So what would happen for craters produced during making an espresso compared to those produced making a drip brew? A first approximation would be that the espresso coffee is more densely packed, so the craters should be shallower and less wide than those produced in the loose packed filter coffee. However then we need to think that the water used in making espresso is forced through the puck with high energy. In contrast, in drip brewing techniques, the water used has a lower impact energy, (it could be said that the clue is in the name). So the energy of the impact would form larger craters in the espresso pucks and smaller craters in the drip brewers, an opposite expectation from that of the packing densities, which effect wins?

coffee ground in a candle holder

Early experiments with coffee grind craters: There are advantages to working with glass beads and high speed cameras.

But is there anything else? Grind size! Espressos are made using finely ground coffee beans, with a typical “grain size” being about 10μm (0.01mm). Drip brewed coffee is somewhat coarser, a typical medium grind being compared to grains of sand (which vary between 0.05-2mm, 50 – 2000μm but we’d expect ‘medium’ ground coffee to be at the lower end of that).
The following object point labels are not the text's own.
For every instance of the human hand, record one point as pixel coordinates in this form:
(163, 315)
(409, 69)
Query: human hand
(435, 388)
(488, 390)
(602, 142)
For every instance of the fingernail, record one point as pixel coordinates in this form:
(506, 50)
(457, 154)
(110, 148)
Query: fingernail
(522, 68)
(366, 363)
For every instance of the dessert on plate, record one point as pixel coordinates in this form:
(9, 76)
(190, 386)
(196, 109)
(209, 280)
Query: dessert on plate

This is fairly similar to the ‘sand’ used in the study in Phys Rev E which used grains of size 70-110 μm. A slightly earlier study had shown how the crater shape depended on grain size for ‘sand’ ranging from 98 to 257 μm. That study had revealed that how the water interacted with the different grain sizes depended in turn on whether those grains were hydrophilic (wettable) or hydrophobic (water proof). It is probably safe to assume that the coffee used in an espresso grind has the same hydrophilic properties as the coffee used in drip brew but even so, we still have those three variables to contend with, packing density, impact energy and grind size. So, happy experimenting! Let’s find out how the impact craters left in coffee change with preparation method. And whatever else, it’s a perfect excuse (if one were really needed) to drink more coffee while slowing down and properly appreciating it.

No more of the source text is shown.